Hanna terdiam, membenarkan ucapan manajernya. Berpikir secara logika, tidak ada seorang pun yang benar-benar mengenali orang lain, bahkan untuk mengenali diri sendiri saja sudah sulit.
"Kami berteman sejak kecil, oppa tidak mungkin menyembunyikan sesuatu padaku," lirih Hanna dengan sudut bibir melengkung ke bawah.
"Faktanya nona Han dan Kai pernah menjalin hubungan sangat dalam sampai tinggal serumah."
"Maksud Unnie sulit untuk mereka berdua tidak melakukan hal ...."
"Kamu seperti orang polos saja."Manajer tersebut tertawa.
"Unnie!" Hanna merengut.
"Jangan lepaskan penghangat tangannya Nona, sepuluh menit lagi kita mulai pemotretan," ujar sang manajer dan berlalu pergi.

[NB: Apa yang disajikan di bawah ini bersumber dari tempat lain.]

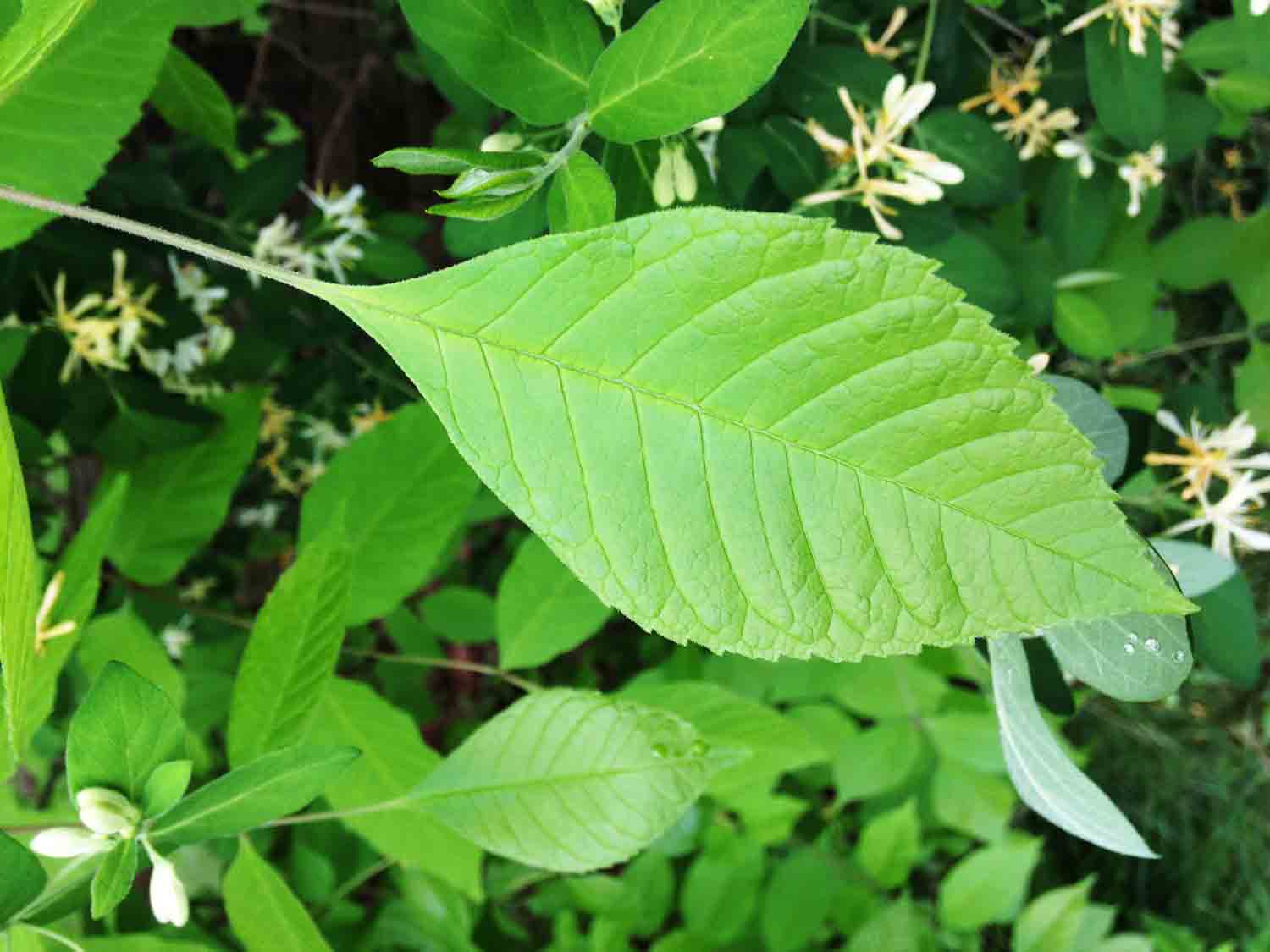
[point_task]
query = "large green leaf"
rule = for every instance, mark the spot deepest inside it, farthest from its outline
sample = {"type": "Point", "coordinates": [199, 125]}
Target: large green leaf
{"type": "Point", "coordinates": [17, 597]}
{"type": "Point", "coordinates": [276, 784]}
{"type": "Point", "coordinates": [688, 60]}
{"type": "Point", "coordinates": [263, 911]}
{"type": "Point", "coordinates": [528, 56]}
{"type": "Point", "coordinates": [292, 650]}
{"type": "Point", "coordinates": [394, 761]}
{"type": "Point", "coordinates": [406, 492]}
{"type": "Point", "coordinates": [1043, 774]}
{"type": "Point", "coordinates": [571, 781]}
{"type": "Point", "coordinates": [103, 69]}
{"type": "Point", "coordinates": [36, 32]}
{"type": "Point", "coordinates": [808, 448]}
{"type": "Point", "coordinates": [178, 499]}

Hanna mengangguk, ia mengambil ponselnya dan kembali membaca pesan yang dikirimkan oleh Kairos. Sebenarnya ia sedih karena dua hal. Karir sang kekasih yang berada di ujung tanduk dan pengakuan Sena yang hamil.
"Bagaimana jika benar oppa adalah penyebab kematiannya?"